Using the superscript $e$ to denote the electronic specific heat due to conduction electrons, the molar specific heat of such electrons can be written

$$c_V^{(e)} = \gamma\,T,$$ (5.528)

where $\gamma$ is a (positive) constant of proportionality. At room temperature, $c_V^{(e)}$ is completely masked by the much larger specific heat, $c_V^{(L)}$, due to lattice vibrations. However, at very low temperatures, $c_V^{(L)}=A\,T^{3}$, where $A$ is a (positive) constant of proportionality. (See Section 5.6.5.) Clearly, at low temperatures, $c_V^{(L)}=A\,T^{3}$ approaches zero far more rapidly than the electronic specific heat, as $T$ is reduced. Hence, it should be possible to measure the electronic contribution to the molar specific heat at low temperatures.

Figure: 5.12 The low-temperature heat capacity of potassium, plotted as $c_V/T$ versus $T^{2}$. The straight-line shows the fit $c_V/T = 2.08+2.57\,T^{2}$.

The total molar specific heat of a metal at low temperatures takes the form

$$c_V = c_V^{(e)} + c_V^{(L)} = \gamma\,T + A\,T^{3}.$$ (5.529)

Hence,

$$\frac{c_V}{T} = \gamma + A\,T^{2}.$$ (5.530)

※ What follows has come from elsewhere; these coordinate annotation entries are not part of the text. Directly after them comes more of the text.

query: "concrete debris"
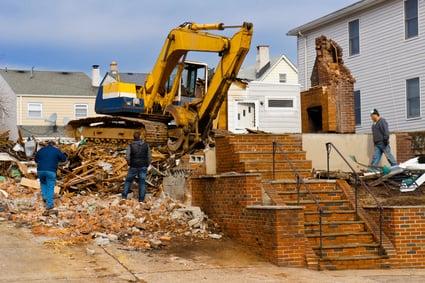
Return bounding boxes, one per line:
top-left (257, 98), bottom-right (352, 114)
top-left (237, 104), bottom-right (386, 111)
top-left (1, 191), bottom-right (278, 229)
top-left (208, 234), bottom-right (223, 240)
top-left (86, 248), bottom-right (96, 255)
top-left (0, 180), bottom-right (221, 250)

It follows that a plot of $c_V/T$ versus $T^{2}$ should yield a straight-line whose intercept on the vertical axis gives the coefficient $\gamma$. Figure 5.12 shows such a plot. The fact that a good straight-line, with a non-zero intercept, is obtained verifies that the temperature dependence of the heat capacity predicted by Equation (5.529) is indeed correct.